Weiblicher Widerstand gegen die männlich bestimmten Usancen der Geschlechterbeziehungen im 18. Jahrhundert war das Thema der Gluck-Oper - festgemacht an Armida, einer siegreichen Herrscherin, und ihrer widerständigen Beziehung zum besiegten Rinaldo – begleitet von verstärkend kommentierenden Charakteren und allegorischen Figuren.
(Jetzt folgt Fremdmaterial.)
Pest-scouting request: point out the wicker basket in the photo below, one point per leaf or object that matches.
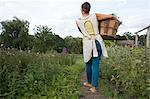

An der Komischen Oper Berlin macht Calixto Bieito – der katalanische Kult-Regisseur – aus der „Reformoper“ ein Sex-Spiel mit den verfremdeten Geschmacklosigkeiten des nächtlichen Trash-TV.

Da schieben sich choreografierte nackte Hinterteile über die Bühne, da wird gerammelt was das Zeug hält, da werden Gefühls-Konflikte zu brutalen Kloppereien, da tobt der Mob und da ist die Pistole das angemessene Instrument zur finalen Entscheidung. Bieito arbeitet sein Repertoire ab, setzt es durch „auf Teufel komm ’raus“ – vergisst dabei die „Liebe“ zu den leidenden Menschen, und reduziert die Emotionen auf Aggressivität und platte Sexualität.

Rebecca Ringst präsentiert zunächst einen die Bühne rahmenden Vorhang mit glitzernden Plastikstreifen, baut dann einen variablen Raum mit industriellen Stahlskeletten und einer begehbaren Passarelle - alles sehr cool und absolut „gefühl-los“, aber ohne jede Imagination. Ingo Krügler hat es relativ leicht – hat ein Kostümbildner bei Nackten wenig Bekleidungs-Probleme, steckt die attraktiven ProtagonistInnen in sexy Outfit.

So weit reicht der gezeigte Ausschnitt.